I am not doing well today. I am really suffering from depression and anxiety. I couldn’t really do much in the way of my online class as it just wasn’t happening. I found myself feeling sad and having no concentration whatsoever. I could not even must 5-10 minutes worth this morning. This afternoon I just feel really blah and worried about my future. I worry that Social Security will deny my expedited reinstatement claim. I worry about work and what I might have to do for it. I just worry about everything right now.
I don’t know what to do for the rest of the day today. I am bored but don’t have the concentration to even watch a favorite show of mine. I am simply too distracted to even read. I am down on myself about learning to code. They say anyone can do it yet I am not getting it. I figured I would be fairly good at it because I am good at systems administration and I am good with Linux. Could it be that the skill sets are very different? I don’t really know.

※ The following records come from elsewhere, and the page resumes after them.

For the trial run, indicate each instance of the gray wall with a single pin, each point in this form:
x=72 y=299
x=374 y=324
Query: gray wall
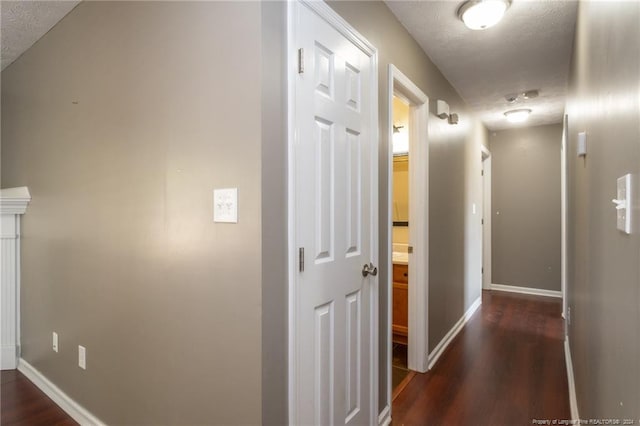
x=122 y=120
x=604 y=271
x=525 y=197
x=274 y=216
x=454 y=173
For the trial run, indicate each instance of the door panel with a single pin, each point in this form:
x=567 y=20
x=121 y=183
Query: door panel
x=335 y=218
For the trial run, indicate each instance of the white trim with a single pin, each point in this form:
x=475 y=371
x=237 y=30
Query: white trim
x=418 y=337
x=8 y=357
x=486 y=216
x=14 y=200
x=13 y=204
x=448 y=338
x=526 y=290
x=563 y=210
x=326 y=13
x=384 y=419
x=573 y=399
x=64 y=401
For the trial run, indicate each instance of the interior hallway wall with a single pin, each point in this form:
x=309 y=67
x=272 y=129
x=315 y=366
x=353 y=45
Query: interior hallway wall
x=121 y=120
x=525 y=192
x=604 y=267
x=454 y=175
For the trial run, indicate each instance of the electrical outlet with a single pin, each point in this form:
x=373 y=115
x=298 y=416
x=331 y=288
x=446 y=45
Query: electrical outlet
x=82 y=357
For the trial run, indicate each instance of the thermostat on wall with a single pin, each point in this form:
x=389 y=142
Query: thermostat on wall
x=225 y=205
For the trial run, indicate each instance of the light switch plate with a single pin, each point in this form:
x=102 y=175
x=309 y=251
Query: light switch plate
x=82 y=357
x=225 y=205
x=624 y=203
x=582 y=144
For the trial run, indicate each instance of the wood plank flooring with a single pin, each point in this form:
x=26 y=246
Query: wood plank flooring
x=22 y=403
x=506 y=367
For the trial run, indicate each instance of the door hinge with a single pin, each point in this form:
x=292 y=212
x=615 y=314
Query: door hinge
x=301 y=259
x=301 y=61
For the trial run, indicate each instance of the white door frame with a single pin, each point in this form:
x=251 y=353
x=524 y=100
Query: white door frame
x=563 y=220
x=345 y=29
x=400 y=84
x=486 y=216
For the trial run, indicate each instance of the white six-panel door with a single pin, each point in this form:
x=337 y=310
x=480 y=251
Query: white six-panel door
x=334 y=190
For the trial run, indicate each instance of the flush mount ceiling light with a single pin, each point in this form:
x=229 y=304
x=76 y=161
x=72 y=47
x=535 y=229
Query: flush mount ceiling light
x=482 y=14
x=517 y=115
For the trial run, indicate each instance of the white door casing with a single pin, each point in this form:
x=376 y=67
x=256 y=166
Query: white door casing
x=486 y=217
x=333 y=192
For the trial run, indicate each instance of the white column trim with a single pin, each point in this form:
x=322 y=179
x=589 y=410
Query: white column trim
x=13 y=203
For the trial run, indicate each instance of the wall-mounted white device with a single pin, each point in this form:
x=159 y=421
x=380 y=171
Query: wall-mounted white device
x=623 y=204
x=442 y=109
x=582 y=144
x=225 y=205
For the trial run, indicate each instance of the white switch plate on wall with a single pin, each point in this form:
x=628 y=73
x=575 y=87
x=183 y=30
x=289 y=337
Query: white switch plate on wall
x=623 y=204
x=582 y=144
x=82 y=357
x=225 y=205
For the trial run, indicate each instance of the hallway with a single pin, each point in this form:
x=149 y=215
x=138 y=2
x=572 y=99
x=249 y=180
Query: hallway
x=506 y=367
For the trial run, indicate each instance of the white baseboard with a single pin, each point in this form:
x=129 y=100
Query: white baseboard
x=8 y=358
x=384 y=419
x=72 y=408
x=446 y=340
x=526 y=290
x=573 y=398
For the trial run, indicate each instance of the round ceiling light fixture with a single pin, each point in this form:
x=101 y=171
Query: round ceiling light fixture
x=482 y=14
x=517 y=115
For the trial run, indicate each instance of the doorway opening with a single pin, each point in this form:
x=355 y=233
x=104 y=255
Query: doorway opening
x=408 y=243
x=401 y=374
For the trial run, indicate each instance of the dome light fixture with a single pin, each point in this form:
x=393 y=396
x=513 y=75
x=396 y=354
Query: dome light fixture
x=482 y=14
x=517 y=115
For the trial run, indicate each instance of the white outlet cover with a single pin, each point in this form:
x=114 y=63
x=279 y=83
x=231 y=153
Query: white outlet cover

I’d really like to have some ice cream right now; not the most healthy of snacks but I crave it. I have nothing to really look forward to. I need therapy but cannot get it because I cannot afford it without Medicare Part B. I’ve jumped through every hoop that I have been asked to and still nothing has happened. At least I was able to contact my representative, Lisa Blunt Rochester. I’ve been told that she has a committed interest in helping people that suffer from mental illness and/or autism. I filled out the release form and gave her staff the background.
Maybe what I need is a good cry but I cannot even do that because the antidepressants keep me from crying most of the time. I have to be really down to cry. I am just simply fairing poorly. There is absolutely no social justice for people in my situation. As I wrote before I have no agency in my own life. I am like a pinball bouncing off the mechanical bumpers.